According to the settlement, a complaint was filed on August 21, 2019, with HUD, alleging the complainants were injured as a result of possible violations of the Fair Housing Act, the Rehabilitation Act of 1973 and the Americans with Disabilities Act of 1990.
The Fair Housing Act prohibits housing providers from denying or limiting housing to people with disabilities. Also, Section 504 of the Rehabilitation Act of 1973 prohibits discrimination on the basis of disability in programs and activities receiving federal financial assistance, including “refusing to make reasonable accommodations.”
“The smallest accommodations mean a lot to individuals with disabilities,” said Anna María Farías, HUD's Assistant Secretary for Fair Housing and Equal Opportunity. “We welcome today’s settlement and hope that it reminds housing providers everywhere of the importance of meeting their obligation to comply with the nation’s fair housing laws.”
The victims—a married couple with disabilities living in HUD-subsidized housing—allege the owner and property manager refused to install safety equipment in the bathroom and “retaliated against them” for making the request. The couple claimed they were then issued a notice accusing them of having created a noise disturbance.
The housing providers denied discriminating against the couple but agreed to settle their complaint, HUD says.

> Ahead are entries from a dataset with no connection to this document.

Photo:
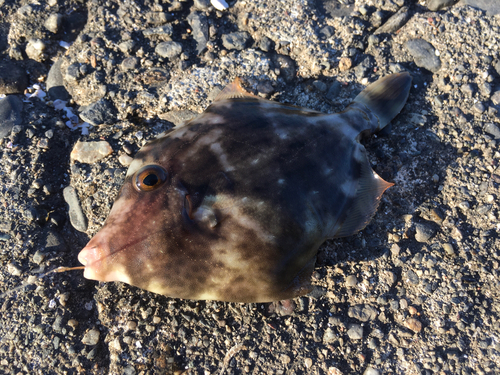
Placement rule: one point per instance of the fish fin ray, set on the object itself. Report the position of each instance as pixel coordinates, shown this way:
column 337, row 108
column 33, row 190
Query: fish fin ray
column 365, row 203
column 386, row 97
column 233, row 91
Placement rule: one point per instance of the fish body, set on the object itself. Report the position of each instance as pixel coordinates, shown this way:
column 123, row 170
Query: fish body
column 234, row 205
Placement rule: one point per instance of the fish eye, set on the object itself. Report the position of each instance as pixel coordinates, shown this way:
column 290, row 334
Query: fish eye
column 150, row 178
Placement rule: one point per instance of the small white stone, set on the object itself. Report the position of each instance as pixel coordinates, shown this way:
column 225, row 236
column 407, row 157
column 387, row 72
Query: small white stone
column 125, row 160
column 219, row 4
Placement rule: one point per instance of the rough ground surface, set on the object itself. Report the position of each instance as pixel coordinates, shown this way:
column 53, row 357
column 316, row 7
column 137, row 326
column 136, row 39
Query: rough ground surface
column 416, row 292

Mission Cove Seniors Housing Associates will pay $23,228 to the Legal Aid Society of San Diego, Inc. ($3,576 to cover the cost of legal services it provided and $19,652 for the complainants) and will rescind the noise complaint that was issued against the couple.
ConAm Management also agreed to notify all residents at the property that it would install safety equipment in their bathroom at no cost. Additionally, management staff will receive fair housing training.

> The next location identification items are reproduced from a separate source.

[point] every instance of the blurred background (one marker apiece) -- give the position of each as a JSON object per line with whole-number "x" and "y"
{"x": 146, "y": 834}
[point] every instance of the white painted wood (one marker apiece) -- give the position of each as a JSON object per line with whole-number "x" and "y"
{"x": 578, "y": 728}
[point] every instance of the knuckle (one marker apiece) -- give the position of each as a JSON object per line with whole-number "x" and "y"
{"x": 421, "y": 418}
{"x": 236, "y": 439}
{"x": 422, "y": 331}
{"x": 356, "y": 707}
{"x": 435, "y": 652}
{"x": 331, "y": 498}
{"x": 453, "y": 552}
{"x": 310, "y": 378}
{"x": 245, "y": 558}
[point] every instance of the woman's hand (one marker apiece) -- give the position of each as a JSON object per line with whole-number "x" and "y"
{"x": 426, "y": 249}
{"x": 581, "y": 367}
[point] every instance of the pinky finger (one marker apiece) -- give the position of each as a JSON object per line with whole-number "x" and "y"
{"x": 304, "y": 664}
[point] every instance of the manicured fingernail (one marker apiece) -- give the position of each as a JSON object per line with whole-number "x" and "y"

Earlier this year, HUD announced that is was charging Facebook with violating the Fair Housing Act by allowing landlords and home sellers to use its advertising platform to engage in housing discrimination.

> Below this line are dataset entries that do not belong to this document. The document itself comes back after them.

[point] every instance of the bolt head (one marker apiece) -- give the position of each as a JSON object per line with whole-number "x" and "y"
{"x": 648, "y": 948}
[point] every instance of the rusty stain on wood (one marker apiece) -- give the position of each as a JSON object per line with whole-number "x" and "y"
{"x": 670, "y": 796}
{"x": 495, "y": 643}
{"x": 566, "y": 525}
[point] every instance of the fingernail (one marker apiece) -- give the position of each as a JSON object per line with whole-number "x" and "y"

HUD claims Facebook enables advertisers to control which users receive housing-related ads based upon the recipient’s race, color, religion, sex, familial status, national origin, disability, and/or ZIP code. HUD alleges that Facebook then invites advertisers to express unlawful preferences by offering discriminatory options, allowing them to effectively limit housing options for these protected classes under the guise of "targeted advertising.